What TV manufacturers are now doing is taking a sheet of film and saturating it with a bunch of quantum dots that have been engineered to glow in very precise shades of red and green. They then ditch that yellow phosphor-covered LED they’ve been using and instead employ a pure blue LED.
Now, at this point you might be thinking: Eureka! We’ve now got a blue light, with red and green coming from the quantum dots! RGB = done!” But that’s not how it actually works. Remember, the quantum dots are on a giant, uniform sheet, not arranged neatly into microscopic subpixels. So all those colors go in a blender.
When the blue LED shines on the quantum dot-saturated sheet of film and the dots start glowing red and green, all three of them combine to create the ideal white light. Now the color filters in the LCD screen have a better source of light to work with and can more precisely and efficiently filter out red, green, and blue. Since there are fewer undesirable “peaks” in white light, the color filters don’t have to squash them out. For instance, there’s little intensity in the orange and yellow wavelengths to take out when creating red, so you get brighter, more accurate reds. And when the red, green, and blues are brighter and more accurate, every resulting color that comes from the color mixing process is going to be more accurate, and brighter.
Voila. You now have an LCD TV with much better color capabilities. And this wider color gamut is going to be especially great for 4K UHD televisions, which can handle a lot more color information than 1080p HD televisions.
There’s just one catch.
It’s still an LCD TV
Most LCD-based TVs struggle to produce blacks that don’t look gray, because the liquid crystal modules – those “shutters” that can block light – aren’t perfect. Even when they’re totally closed, some light from the backlights seeps through.

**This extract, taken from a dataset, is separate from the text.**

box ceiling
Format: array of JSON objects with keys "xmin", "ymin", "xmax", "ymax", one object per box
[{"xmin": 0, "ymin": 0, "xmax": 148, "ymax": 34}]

That’s why displaying a “black” screen on your TV looks slightly grey, but when you turn it off, it goes pitch black. That grey you see is a minimal amount of light seeping through.
Quantum dots aim to improve performance in some of these areas, but at the end of the day, an LCD panel has its limitations – it will never be able to completely shut out all of the light behind it. For that reason, picture quality will always be compromised relative to OLED technology, which has pixels that can stop producing light completely when given the right signal, producing inky, pitch-black image quality.
Still, with plasma televisions now retired and OLED televisions (LG is the only company making them) still prohibitively expensive for most, it’s nice to know that LCD televisions will be getting a helping hand from quantum dots.